§ La storia rivisitata

L'idea federalista




Tonino Caputo, Gianfranco Langatta
Collab Alfio Carini, Maria G. Sava



Nel 1851, edito a Londra, ma allestito in Svizzera, Giuseppe Ferrari pubblicò un saggio in dodici capitoli, La federazione repubblicana, sintesi del suo programma rivoluzionario-laico e federalista. Nell'ultimo capitolo ("Organizzazione del partito sociale") testualmente scriveva:
"Le premesse sono precise, e non rimane che a dedurne le conseguenze; queste sono semplicissime.
a) Guerra al pontefice, guerra alla Chiesa catolica, apostolica, romana, regnante in Roma, dominante per tutta l'Italia. Geme Rosmini su le piaghe della Chiesa; ed è la Chiesa che è la piaga, il cancro che rode la Penisola. Non equivoci, adunque, non incerte e confuse dottrine, semi-catoliche, semi-cristiane, semi-pontificali. Adori ciascuno in casa propria i suoi idoli, i suoi penati; la religione della rivoluzione è quella che divinizza l'uomo, la sua ragione, i suoi diritti disconosciuti, insultati dalla Chiesa.
b) Guerra ai re! Il clero, per se stesso, non ha forze ed è nullo; egli è tutto col favore dei principi e dei re. Suo officio è di dar forza ai potenti, di consacrare, di consolidare, di eternare dittature militari, per frenare, reprimere le rivolte ch'egli suppone instintive nelle masse. Ogni principe, ogni re, è fatalmente condotto a prendere al suo soldo l'errore. Napoleone s'inalza col rialzare li altari; Luigi Filippo finisce per riconciliarsi con la Chiesa. Chi patteggia pei re, lavora alla ristaurazione della Chiesa, alla schiavitù dell'Italia.

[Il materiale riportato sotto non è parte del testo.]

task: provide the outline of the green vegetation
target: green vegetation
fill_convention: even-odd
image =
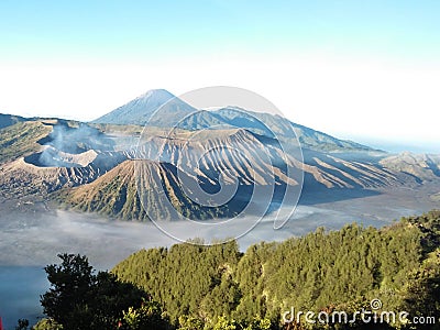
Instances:
[[[437,329],[410,321],[283,324],[282,315],[362,309],[440,317],[440,211],[383,229],[349,224],[250,246],[199,240],[134,253],[95,274],[85,256],[46,267],[48,319],[34,329]]]
[[[374,298],[384,310],[438,318],[439,234],[440,212],[432,211],[383,229],[318,229],[280,243],[262,242],[244,254],[234,242],[142,250],[113,273],[148,292],[183,329],[219,320],[241,324],[230,329],[255,320],[275,326],[292,307],[354,312]]]

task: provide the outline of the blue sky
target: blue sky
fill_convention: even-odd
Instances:
[[[89,120],[152,88],[231,85],[341,138],[432,144],[439,16],[439,1],[1,1],[0,111]]]

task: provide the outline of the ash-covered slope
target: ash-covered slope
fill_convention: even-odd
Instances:
[[[141,165],[135,164],[140,162]],[[145,174],[143,180],[135,175],[136,166]],[[165,197],[157,194],[157,184],[162,185]],[[233,207],[231,204],[205,207],[194,202],[183,191],[175,166],[145,160],[125,161],[91,184],[62,190],[57,199],[77,210],[136,221],[173,220],[170,210],[194,220],[232,217],[240,208],[237,202]]]

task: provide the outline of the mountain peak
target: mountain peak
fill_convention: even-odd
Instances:
[[[175,98],[173,94],[167,91],[166,89],[150,89],[147,92],[139,96],[136,99],[157,99],[157,100],[169,100]]]
[[[154,116],[158,109],[162,111],[161,116]],[[173,119],[178,122],[178,119],[185,118],[185,116],[194,111],[195,109],[191,106],[166,89],[151,89],[92,122],[111,124],[150,123],[164,127],[167,123],[166,119]]]

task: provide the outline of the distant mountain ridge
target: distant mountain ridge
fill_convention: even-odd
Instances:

c) Tutti possono dirsi repubblicani, bisogna esserlo; e lo si è col concepire la repubblica, non già sul terreno dell'astrazione, ma sibbene su quello del diritto. Ci poniamo sul terreno delle astrazioni, quando la repubblica è il governo di una patria che non esiste, di un'Italia una, che il popolo non vede, in cui non vi sono né leggi giuste a sviluppare, né leggi inique a distruggere, appunto per questo che lo Stato non esiste.

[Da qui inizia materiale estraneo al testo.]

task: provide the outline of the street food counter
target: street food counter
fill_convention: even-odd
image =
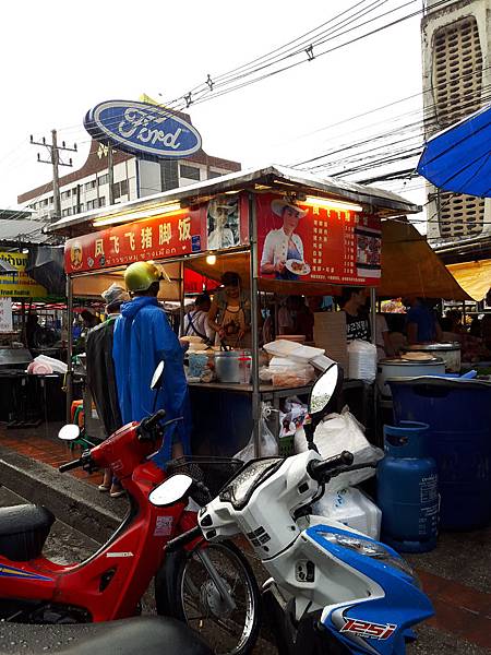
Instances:
[[[242,432],[253,433],[259,453],[261,402],[267,398],[275,405],[289,395],[304,397],[309,389],[262,384],[260,294],[322,297],[351,285],[372,289],[374,300],[381,279],[381,221],[418,211],[387,191],[271,166],[64,217],[48,230],[69,237],[64,251],[69,324],[74,297],[96,297],[111,283],[122,284],[124,269],[135,261],[160,266],[159,298],[180,301],[181,327],[187,270],[203,281],[219,281],[225,272],[239,274],[250,303],[250,384],[235,389],[193,382],[190,392],[200,431],[212,414],[207,403],[213,398],[219,403],[209,441],[228,442],[229,452],[238,450],[237,443],[231,445],[235,427],[217,421],[229,414],[223,410],[225,405],[242,403],[236,422],[241,417]],[[373,312],[374,307],[372,301]],[[69,335],[69,410],[72,345]]]

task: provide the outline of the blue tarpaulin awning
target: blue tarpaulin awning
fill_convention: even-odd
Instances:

La repubblica adunque non può essere che quella emergente dalla tradizione, dalla legge, dalle lotte, dal progresso di ciascun Stato italiano; essa non può essere che le repubbliche di Lombardia, di Venezia, di Toscana, di Roma, di Napoli, di Piemonte, di Parma, di Modena. Come mai il popolo piemontese potrebbe giudicare li uomini di Roma? Come mai il popolo romano potrebbe accordare la sua confidenza alli uomini di Lombardia, che operano secondo leggi, tradizioni, abitudini e costumi che da mille anni sono ivi sconosciuti? Le repubbliche adunque e non la repubblica, che sarebbe il primo principio di un immenso errore, di un intrigo senza esempio.
d) Non toccare ai confini, non anticipare le questioni territoriali sulle questioni della rivoluzione; eccovi la parola d'ordine, la regola; e il violarla sarebbe un dar mano alla reazione, all'anarchia; è un differire il diritto, per iscatenare le rivalità, le ambizioni; è un tornare al 1848.

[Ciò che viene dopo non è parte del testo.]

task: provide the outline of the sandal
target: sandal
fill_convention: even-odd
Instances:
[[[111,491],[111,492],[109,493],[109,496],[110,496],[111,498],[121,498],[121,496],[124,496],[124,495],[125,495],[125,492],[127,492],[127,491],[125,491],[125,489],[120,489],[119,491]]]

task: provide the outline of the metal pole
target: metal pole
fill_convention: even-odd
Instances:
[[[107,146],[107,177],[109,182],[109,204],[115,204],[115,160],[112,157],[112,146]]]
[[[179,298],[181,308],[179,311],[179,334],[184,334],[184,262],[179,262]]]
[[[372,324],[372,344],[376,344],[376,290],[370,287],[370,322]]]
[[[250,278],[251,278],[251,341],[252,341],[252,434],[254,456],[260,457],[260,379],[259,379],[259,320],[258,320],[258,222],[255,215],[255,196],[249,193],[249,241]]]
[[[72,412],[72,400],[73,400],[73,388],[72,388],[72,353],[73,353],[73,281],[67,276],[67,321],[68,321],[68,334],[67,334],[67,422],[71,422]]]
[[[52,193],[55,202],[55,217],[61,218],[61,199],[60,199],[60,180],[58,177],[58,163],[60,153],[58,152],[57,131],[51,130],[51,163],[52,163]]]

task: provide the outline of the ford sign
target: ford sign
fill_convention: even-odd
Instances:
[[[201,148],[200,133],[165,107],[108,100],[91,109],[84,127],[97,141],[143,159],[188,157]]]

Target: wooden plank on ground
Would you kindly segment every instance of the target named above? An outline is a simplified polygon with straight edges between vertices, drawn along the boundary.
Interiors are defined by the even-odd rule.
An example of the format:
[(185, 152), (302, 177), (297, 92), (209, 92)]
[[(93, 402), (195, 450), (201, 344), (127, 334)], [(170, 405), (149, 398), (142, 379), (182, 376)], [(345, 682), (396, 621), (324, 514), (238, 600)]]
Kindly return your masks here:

e) La rivoluzione conduce necessariamente le repubbliche a una federazione repubblicana. Esse hanno tutte li stessi nemici: il papa, l'imperatore, i re, i principi; e se non si collegano significa ch'esse rinunciano alla loro propria rivoluzione. Qual sarà adunque la federazione repubblicana? Essa rappresenta la rivoluzione italiana; rappresenta adunque la guerra contro il papa, contro l'imperatore, contro i re e i principi; rappresenta adunque l'Italia insurta contro l'Europa cristiana, contro il sistema della cristianità.
Ha scritto Ettore A. Albertoni che è in corso nel Paese da almeno tre anni un ampio - e anche piuttosto confuso - dibattito che collega strettamente la "crisi" storica dello Stato unitario quale venne fuori dal Risorgimento con l'attuale gravissima "crisi" del sistema partitocratico che ha retto finora la repubblica e le sue istituzioni.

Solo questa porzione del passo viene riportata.